Frontier Research Center will pursue materials science for energy efficiency

June 24, 2009
Could usher in a new era of materials science – not only in renewable energy – but in other technology areas.

The U. S. Department of Energy’s (DOE) National Renewable Energy Laboratory (NREL) will be home to a new multi-million-dollar Energy Frontier Research Center (EFRC) established by the DOE Office of Science. NREL’s Center for Inverse Design will pursue advanced scientific research on material discovery for energy.

It is one of 46 Centers to study various areas of scientific research that were selected for funding by DOE over a planned initial five year period. NREL will participate in six additional Centers led by other organizations.

The NREL EFRC, expected to receive $4 million per year for a five-year period, was selected from a pool of some 260 final applications received in response to a solicitation issued by the DOE Office of Science in 2008. Selection was based on a rigorous merit review process, which included outside panels composed of scientific experts.

Dr. Alex Zunger, NREL Research Fellow, is the director of the Center for Inverse Design. Researchers from Northwestern University, Oregon State University and the SLAC National Accelerator Laboratory will partner with NREL. Zunger said the Center’s approach will be like playing “Quantum Jeopardy.” Given the answer (e.g., a material having these unique and useful properties), researchers must find the question (what material is it?).

“This could usher in a new era of materials science – not only in renewable energy – but in other technology areas where specialized key materials are needed,” he said.

In addition to the Center for Inverse Design, NREL researchers will participate in six other Energy Frontier Research Centers, including the Center for Molecularly Assembled Material Architectures for Solar Energy Production, Storage, and Carbon Capture led by the University of California, Los Angeles; Center on Materials for Energy Efficiency Applications led by the University of California, Santa Barbara; Center for Interface Science: Hybrid Solar-Electric Materials led by the University of Arizona; Center for Direct Catalytic Conversion of Biomass to Biofuels led by Purdue University; Center for Polymer-Based Materials for Harvesting Solar Energy led by the University of Massachusetts; and Center for Advanced Solar Photophysics led by Los Alamos National Laboratory.

EFRC researchers will take advantage of new capabilities in nanotechnology, high-intensity light sources, neutron scattering sources, supercomputing, and other advanced instrumentation, much of it developed with DOE Office of Science support over the past decade.

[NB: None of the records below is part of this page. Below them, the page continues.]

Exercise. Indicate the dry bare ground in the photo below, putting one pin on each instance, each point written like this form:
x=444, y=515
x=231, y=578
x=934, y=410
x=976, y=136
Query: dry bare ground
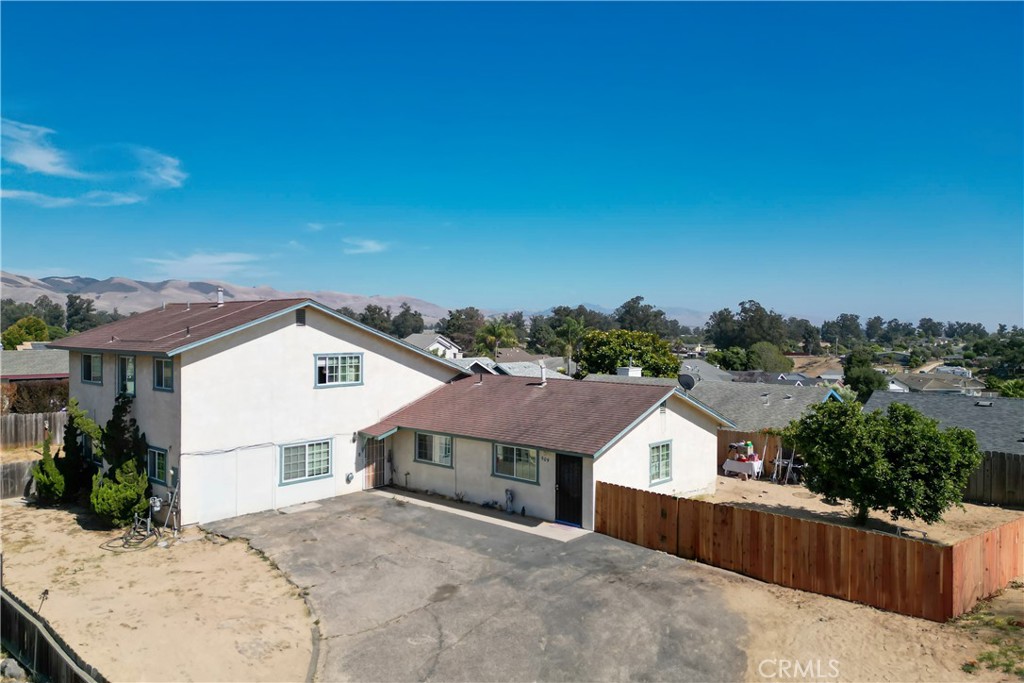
x=196, y=610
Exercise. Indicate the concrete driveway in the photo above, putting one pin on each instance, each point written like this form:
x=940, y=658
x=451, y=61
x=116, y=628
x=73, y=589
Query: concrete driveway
x=404, y=592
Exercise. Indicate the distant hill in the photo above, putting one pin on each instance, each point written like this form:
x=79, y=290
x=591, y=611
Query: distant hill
x=130, y=296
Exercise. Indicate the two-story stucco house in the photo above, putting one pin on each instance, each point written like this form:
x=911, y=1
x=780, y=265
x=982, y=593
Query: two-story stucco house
x=252, y=406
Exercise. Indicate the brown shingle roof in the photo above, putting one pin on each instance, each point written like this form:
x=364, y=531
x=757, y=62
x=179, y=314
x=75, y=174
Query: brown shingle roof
x=175, y=326
x=573, y=417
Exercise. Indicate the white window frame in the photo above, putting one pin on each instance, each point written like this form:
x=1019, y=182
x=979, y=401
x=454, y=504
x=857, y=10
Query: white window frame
x=334, y=369
x=167, y=376
x=313, y=465
x=154, y=458
x=660, y=463
x=519, y=454
x=123, y=381
x=91, y=360
x=434, y=450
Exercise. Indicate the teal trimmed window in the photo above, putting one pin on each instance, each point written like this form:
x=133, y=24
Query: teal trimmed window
x=305, y=461
x=163, y=374
x=433, y=449
x=660, y=462
x=92, y=368
x=515, y=463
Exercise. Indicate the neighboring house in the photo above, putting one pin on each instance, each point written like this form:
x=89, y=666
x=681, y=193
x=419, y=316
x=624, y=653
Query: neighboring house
x=997, y=422
x=33, y=365
x=477, y=365
x=702, y=371
x=526, y=369
x=931, y=383
x=762, y=377
x=251, y=406
x=549, y=442
x=434, y=343
x=758, y=407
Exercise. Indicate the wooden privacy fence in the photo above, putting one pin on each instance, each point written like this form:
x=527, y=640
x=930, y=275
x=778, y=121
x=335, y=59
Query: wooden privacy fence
x=891, y=572
x=998, y=480
x=763, y=443
x=17, y=429
x=30, y=638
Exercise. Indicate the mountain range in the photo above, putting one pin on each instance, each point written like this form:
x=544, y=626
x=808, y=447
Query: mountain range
x=130, y=296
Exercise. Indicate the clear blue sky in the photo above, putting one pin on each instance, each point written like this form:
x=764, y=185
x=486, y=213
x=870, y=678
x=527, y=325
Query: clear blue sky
x=820, y=158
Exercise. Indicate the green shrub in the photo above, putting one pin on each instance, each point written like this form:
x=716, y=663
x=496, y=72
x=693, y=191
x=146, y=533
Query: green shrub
x=49, y=481
x=117, y=500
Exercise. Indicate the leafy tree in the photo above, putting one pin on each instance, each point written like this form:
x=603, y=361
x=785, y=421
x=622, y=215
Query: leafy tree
x=49, y=480
x=732, y=358
x=494, y=334
x=604, y=351
x=898, y=462
x=408, y=322
x=767, y=356
x=77, y=470
x=117, y=500
x=873, y=328
x=461, y=326
x=377, y=317
x=51, y=312
x=27, y=329
x=859, y=374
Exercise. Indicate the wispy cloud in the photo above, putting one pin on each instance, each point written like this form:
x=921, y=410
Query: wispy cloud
x=120, y=174
x=28, y=146
x=159, y=169
x=95, y=198
x=203, y=264
x=357, y=246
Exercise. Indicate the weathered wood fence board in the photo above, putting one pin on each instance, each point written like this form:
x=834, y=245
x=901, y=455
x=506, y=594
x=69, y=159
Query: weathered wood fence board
x=31, y=639
x=891, y=572
x=998, y=480
x=19, y=429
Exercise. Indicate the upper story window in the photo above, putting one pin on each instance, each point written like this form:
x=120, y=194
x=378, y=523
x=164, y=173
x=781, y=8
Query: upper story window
x=163, y=374
x=92, y=368
x=339, y=369
x=126, y=375
x=660, y=462
x=515, y=463
x=433, y=449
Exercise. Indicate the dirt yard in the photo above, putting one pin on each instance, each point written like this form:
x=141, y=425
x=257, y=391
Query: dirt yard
x=798, y=502
x=201, y=609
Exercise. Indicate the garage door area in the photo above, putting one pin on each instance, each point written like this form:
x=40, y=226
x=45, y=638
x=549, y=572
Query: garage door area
x=408, y=593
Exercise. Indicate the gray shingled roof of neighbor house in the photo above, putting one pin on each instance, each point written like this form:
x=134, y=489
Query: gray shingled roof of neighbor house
x=998, y=426
x=35, y=364
x=757, y=407
x=581, y=418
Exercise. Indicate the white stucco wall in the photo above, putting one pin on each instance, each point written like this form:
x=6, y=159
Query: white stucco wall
x=694, y=452
x=253, y=392
x=471, y=476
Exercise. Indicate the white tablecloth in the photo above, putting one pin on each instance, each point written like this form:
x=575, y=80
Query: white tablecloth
x=750, y=468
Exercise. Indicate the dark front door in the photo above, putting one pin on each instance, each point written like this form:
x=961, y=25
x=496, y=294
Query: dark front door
x=568, y=489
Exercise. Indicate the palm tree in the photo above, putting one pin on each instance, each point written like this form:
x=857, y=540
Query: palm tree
x=495, y=334
x=570, y=332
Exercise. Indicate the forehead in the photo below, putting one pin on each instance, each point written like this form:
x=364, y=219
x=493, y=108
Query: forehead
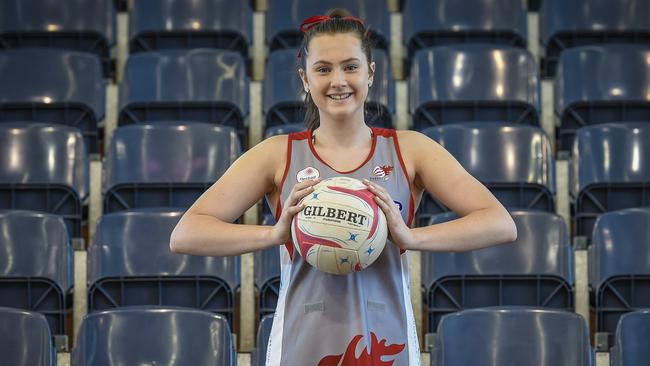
x=335, y=47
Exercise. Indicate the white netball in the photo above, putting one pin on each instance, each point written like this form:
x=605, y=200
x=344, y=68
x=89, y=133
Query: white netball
x=341, y=229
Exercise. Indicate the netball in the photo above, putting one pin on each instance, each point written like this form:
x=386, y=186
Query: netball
x=341, y=229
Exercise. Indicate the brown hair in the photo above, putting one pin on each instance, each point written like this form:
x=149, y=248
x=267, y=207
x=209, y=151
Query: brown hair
x=337, y=24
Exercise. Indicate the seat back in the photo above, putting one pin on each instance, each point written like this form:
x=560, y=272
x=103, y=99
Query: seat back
x=154, y=336
x=535, y=270
x=610, y=170
x=37, y=266
x=44, y=168
x=473, y=83
x=150, y=165
x=130, y=263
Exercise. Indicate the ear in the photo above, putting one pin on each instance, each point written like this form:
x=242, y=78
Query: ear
x=303, y=77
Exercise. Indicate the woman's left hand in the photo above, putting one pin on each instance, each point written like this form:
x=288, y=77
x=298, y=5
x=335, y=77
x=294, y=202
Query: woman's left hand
x=398, y=232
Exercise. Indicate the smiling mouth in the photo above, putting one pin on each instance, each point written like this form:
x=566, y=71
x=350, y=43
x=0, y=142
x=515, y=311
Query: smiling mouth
x=340, y=96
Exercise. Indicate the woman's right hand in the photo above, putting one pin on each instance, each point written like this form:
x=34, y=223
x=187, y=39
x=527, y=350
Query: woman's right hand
x=281, y=231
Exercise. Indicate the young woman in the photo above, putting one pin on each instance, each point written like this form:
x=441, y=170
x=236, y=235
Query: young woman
x=364, y=318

The Centers will work together in an effort to lay the scientific groundwork for fundamental advances in solar energy, biofuels, transportation, energy efficiency, electricity storage and transmission, clean coal and carbon capture and sequestration, and nuclear energy.

Of the 46 EFRCs selected, 31 are led by universities, 12 by DOE National Laboratories, two by nonprofit organizations, and one by a corporate research laboratory. The primary criterion for providing an EFRC with Recovery Act funding was job creation. The EFRCs chosen for funding under the Recovery Act provide the most employment for postdoctoral associates, graduate students, undergraduates, and technical staff, in keeping with the Recovery Act’s objective to preserve and create jobs and promote economic recovery.